2.3.2.1 Teori Kognitif
Pengkajian teori belajar kognitif memandang belajar sebagai proses pemfungsian unsur-unsur kognisi, terutama unsur pikiran, untuk dapat mengenal
dan memahami stimulus yang datang dari luar. Dengan kata lain, aktivitas belajar pada diri manusia ditekankan pada proses internal dalam berpikir, yakni proses
pengolahan informasi Achmad Rifai dan Catharina, 2009: 128. Teori
belajar kognisi
menekankan pada
cara-cara seseorang
menggunakan pikirannya untuk belajar, mengingat, dan menggunakan pengetahuan yang telah diperoleh dan disimpan di dalam pikirannya secara
efektif. Pada hakekatnya, belajar mendasari pada pengamatan yang melibatkan seluruh indera, menyimpan kesan lebih lama, dan menimbulkan sensasi yang
membekas pada siswa. Adapun proses belajar terdiri atas 3 tahapan, yaitu 1 asimilasi adalah proses memasukan informasi ke dalam skema, 2 akomodasi
adalah proses mengubah skema yang telah dimiliki dengan informasi baru, dan 3 equilibrasi adalah percobaan memperoleh keseimbangan antara asimilasi dan
akomodasi Jean Piaget dalam Achmad Rifai dan Catharina, 2009: 26. Piaget 1963 dalam Miftahul Huda 2013: 42 menekankan teorinya
pada kedewasaan dan perkembangan kognitif berdasarkan tahapan usia. Prinsip dasar teorinya adalah anak-anak mengkonstruksi pemahamannya sendiri. Seorang
anak akan mencari keseimbangan antara struktur pengetahuan yang sudah dimilikinya dengan pengetahuan baru yang diperolehnya melalui asimilasi dan
akomodasi.

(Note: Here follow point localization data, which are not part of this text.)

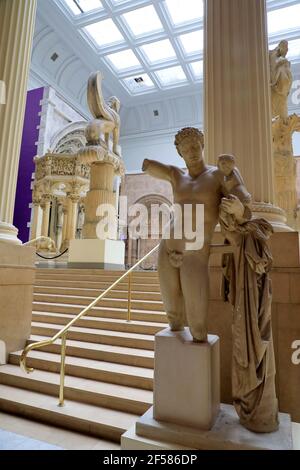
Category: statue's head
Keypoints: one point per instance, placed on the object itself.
(283, 48)
(226, 164)
(189, 143)
(114, 103)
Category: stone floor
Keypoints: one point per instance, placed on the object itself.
(18, 433)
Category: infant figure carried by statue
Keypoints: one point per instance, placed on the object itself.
(184, 274)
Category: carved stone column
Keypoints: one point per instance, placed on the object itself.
(65, 225)
(45, 205)
(35, 217)
(17, 19)
(237, 97)
(73, 200)
(104, 166)
(59, 222)
(103, 251)
(17, 268)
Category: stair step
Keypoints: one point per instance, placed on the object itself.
(111, 272)
(94, 277)
(111, 324)
(96, 285)
(93, 293)
(101, 311)
(100, 352)
(120, 374)
(119, 397)
(106, 302)
(114, 338)
(82, 417)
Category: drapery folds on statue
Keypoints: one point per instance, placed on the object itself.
(247, 286)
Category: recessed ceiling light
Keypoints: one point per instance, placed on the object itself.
(83, 6)
(143, 21)
(171, 76)
(54, 56)
(139, 84)
(284, 19)
(192, 43)
(158, 51)
(123, 60)
(197, 69)
(104, 33)
(185, 11)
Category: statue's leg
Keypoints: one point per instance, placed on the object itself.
(169, 278)
(195, 288)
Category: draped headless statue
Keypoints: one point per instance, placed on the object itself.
(184, 278)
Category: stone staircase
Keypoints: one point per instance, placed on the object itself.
(109, 362)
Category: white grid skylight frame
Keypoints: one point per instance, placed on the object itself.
(115, 9)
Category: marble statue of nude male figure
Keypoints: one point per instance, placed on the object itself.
(183, 273)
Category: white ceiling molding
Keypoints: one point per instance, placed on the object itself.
(59, 31)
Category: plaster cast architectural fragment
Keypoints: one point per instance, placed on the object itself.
(107, 119)
(237, 97)
(283, 128)
(100, 246)
(42, 244)
(285, 166)
(281, 80)
(17, 28)
(183, 272)
(104, 163)
(61, 182)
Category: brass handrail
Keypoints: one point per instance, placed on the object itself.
(63, 332)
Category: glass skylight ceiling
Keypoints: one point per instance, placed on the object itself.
(105, 33)
(83, 6)
(185, 11)
(159, 45)
(171, 76)
(159, 51)
(143, 20)
(123, 60)
(284, 19)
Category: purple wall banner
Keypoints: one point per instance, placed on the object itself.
(32, 120)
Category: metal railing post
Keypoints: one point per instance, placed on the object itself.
(129, 298)
(62, 369)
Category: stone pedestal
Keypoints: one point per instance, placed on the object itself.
(186, 379)
(98, 254)
(226, 434)
(17, 273)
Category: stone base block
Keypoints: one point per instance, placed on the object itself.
(17, 274)
(95, 253)
(186, 379)
(226, 434)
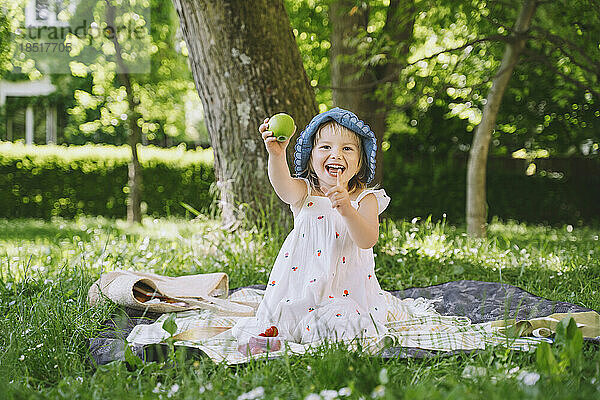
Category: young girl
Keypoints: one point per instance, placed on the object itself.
(323, 284)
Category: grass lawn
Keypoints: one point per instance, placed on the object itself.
(46, 269)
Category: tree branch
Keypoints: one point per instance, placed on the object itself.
(558, 39)
(395, 74)
(551, 65)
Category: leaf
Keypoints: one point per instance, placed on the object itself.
(189, 208)
(170, 325)
(383, 378)
(545, 360)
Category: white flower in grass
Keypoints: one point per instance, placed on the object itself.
(471, 371)
(174, 389)
(528, 378)
(255, 393)
(329, 394)
(208, 387)
(312, 396)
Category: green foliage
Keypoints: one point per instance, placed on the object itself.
(47, 267)
(561, 191)
(567, 349)
(48, 181)
(4, 43)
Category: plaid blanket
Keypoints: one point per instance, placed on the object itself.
(476, 308)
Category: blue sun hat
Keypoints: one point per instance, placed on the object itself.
(345, 118)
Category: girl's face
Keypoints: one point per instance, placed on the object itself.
(335, 153)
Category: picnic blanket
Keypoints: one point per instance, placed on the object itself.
(455, 316)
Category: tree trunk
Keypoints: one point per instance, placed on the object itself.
(134, 183)
(246, 66)
(352, 89)
(476, 209)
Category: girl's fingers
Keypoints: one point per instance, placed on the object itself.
(267, 134)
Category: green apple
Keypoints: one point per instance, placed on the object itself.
(282, 126)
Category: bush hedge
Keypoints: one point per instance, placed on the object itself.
(47, 181)
(561, 191)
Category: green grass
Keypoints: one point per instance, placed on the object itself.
(46, 269)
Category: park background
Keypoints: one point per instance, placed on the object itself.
(419, 72)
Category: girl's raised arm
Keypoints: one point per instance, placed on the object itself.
(289, 190)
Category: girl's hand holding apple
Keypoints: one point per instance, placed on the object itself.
(277, 136)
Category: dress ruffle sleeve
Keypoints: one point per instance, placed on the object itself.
(383, 200)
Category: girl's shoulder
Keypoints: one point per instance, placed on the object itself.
(383, 200)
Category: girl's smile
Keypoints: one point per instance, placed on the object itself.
(333, 154)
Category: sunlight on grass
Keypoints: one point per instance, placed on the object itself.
(46, 269)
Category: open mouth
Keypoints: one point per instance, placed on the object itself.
(334, 169)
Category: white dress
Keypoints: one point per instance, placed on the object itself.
(322, 285)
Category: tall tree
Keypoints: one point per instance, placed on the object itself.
(246, 66)
(359, 77)
(476, 208)
(4, 42)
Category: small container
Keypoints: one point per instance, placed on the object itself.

Dengan demikian, pembelajaran baru hanya terjadi ketika seseorang
bisa mengembangkan pola pikirnya dengan mengadaptasi sesuatu yang baru dan menyesuaikan sesuatu yang lama.
2.3.2.2 Teori Konstruktivisme
Belajar adalah lebih dari sekedar mengingat. Peserta didik yang memahami dan mampu menerapkan pengetahuan yang telah dipelajari, mampu
memecahkan masalah, menemukan sesuatu untuk dirinya sendiri, dan berkutat dengan berbagai gagasan. Inti dari teori konstruktivisme adalah peserta didik
harus menemukan dan mentransformasikan informasi kompleks ke dalam dirinya sendiri serta mampu mengkonstruksikan pengetahuannya sendiri melalui interaksi
dengan lingkungannya Achmad Rifai dan Catharina, 2009: 138. Teori konstruktivisme menetapkan empat asumsi tentang belajar, yaitu:
1 pengetahuan secara fisik dikonstruksikan oleh peserta didik yang terlibat
dalam belajar aktif; 2
pengetahuan secara simbolik dikonstruksikan oleh peserta didik yang membuat representasi atas kegiatannya sendiri;
3 pengetahuan secara sosial dikonstruksikan oleh peserta didik yang
menyampaikan maknanya kepada orang lain; 4
pengetahuan secara teoritik dikonstruksikan oleh peserta didik yang mencoba menjelaskan objek yang tidak benar-benar dipahaminya.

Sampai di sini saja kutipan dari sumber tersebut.